TOSHIBA CORPORATION has revealed major advances in shrinking the laser projector unit of its LiDAR to one quarter the size of the previous version released in June last year.

Using two of the new projector units, the new LiDAR is just 206cm3 in volume that can fit comfortably into the palm of the hand. Its range has been pushed out to 300m, the world’s longest* with an industry-leading image resolution of 1200×84 pixels. It can be configured with flexible combinations of projector units to handle a variety of long-range and wide-angle detection applications.

The new LiDAR will advance progress in Toshiba’s focus application areas, autonomous driving and infrastructure monitoring, and also opens the way to exploring partnerships in other areas, including robotics, drones and small security devices.

Toshiba initiated LiDAR research to advance autonomous driving and infrastructure resiliency. In addition to extending the range, with a wider viewing angle and better resolution, it had to make the LiDAR even smaller. However, there has long been a trade-off in LiDAR range and size against the requirement of an eye-safe laser.

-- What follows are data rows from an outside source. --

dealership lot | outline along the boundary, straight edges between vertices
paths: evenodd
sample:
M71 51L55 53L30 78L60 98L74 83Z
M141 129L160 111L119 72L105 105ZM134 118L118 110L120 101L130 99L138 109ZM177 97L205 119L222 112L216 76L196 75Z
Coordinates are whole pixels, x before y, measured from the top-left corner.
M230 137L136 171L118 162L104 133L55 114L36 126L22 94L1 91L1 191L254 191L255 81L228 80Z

Akihide Sai, the senior research scientist at Toshiba’s Corporate Research & Development Center behind the new LiDAR, explains the challenge: “To extend the range of a laser emitted by a single projector, you have to increase its intensity. If you do that, you also have to increase its emission width, to avoid a beam that focuses on a small spot and is strong enough to impair eyesight. The problem is, a wider emission requires a larger projector.”

Toshiba’s solution is a LiDAR that can use multiple small projector units, the laser beam source. They all emit an eye-safe beam in the same direction, which increases the effective range. This approach also keeps down the LiDAR’s overall size.

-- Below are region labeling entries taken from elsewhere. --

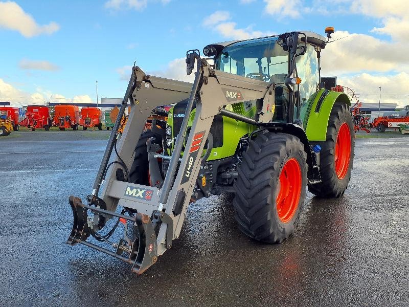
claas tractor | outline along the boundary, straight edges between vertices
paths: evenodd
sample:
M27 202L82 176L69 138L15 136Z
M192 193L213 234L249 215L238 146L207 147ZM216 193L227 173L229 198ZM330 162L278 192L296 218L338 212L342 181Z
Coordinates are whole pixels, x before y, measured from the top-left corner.
M7 111L0 110L0 137L10 135L13 130L11 118L7 114Z
M67 243L142 274L172 248L189 204L202 198L235 193L240 229L274 244L293 233L307 188L342 196L352 168L353 123L348 96L320 84L321 53L333 29L326 32L328 38L299 31L213 43L203 50L206 58L190 50L193 84L134 66L92 192L86 202L70 197ZM165 104L174 104L166 120L153 118L145 129ZM112 229L102 231L112 218ZM116 228L121 236L114 241Z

The advances that realised the new LiDAR started with shrinking the volume of the projector unit to 71cm3. This was achieved with an innovative circuit design that reduced the motor control board by 60% against the size of the previous prototype, and using know-how in 3D component mounting to reposition components and lenses.

The development team also drew on Toshiba’s proprietary motor control technology to come up with a triple control loop for the rotation speed, rotation angle and current of the polygonal mirrors in multiple projectors. This secures high accuracy synchronisation, and the deviation angle of the mirrors is only 0.02 degrees or less.

In field tests, Toshiba confirmed that a LiDAR with two of the new projectors has a range of 300m, 1.5 times further than its previous prototype with a single projector. In very bright sunlight conditions, 100,000 lux, the two-projector LiDAR also showed much more detail in the scanned image than its predecessor.

The flexibility gained by combining multiple projectors, and fine-tuning control of the emitted laser, opens the way to customising the LiDAR for long-range and wide-angle scanning. This will extend use to areas such as automatic guided vehicles, which must combine wide-angle views with long-range route monitoring.

Sai and his colleagues are building on current achievements for future advances: “We are continuing research work that will advance our LiDAR technology, including solid-state LiDAR, toward boosting range and resolution, and making the LiDAR even smaller. We aim to commercialise LiDAR for autonomous driving and infrastructure monitoring in fiscal year 2023, and look forward to exploring new applications in robots, drones, and security devices.”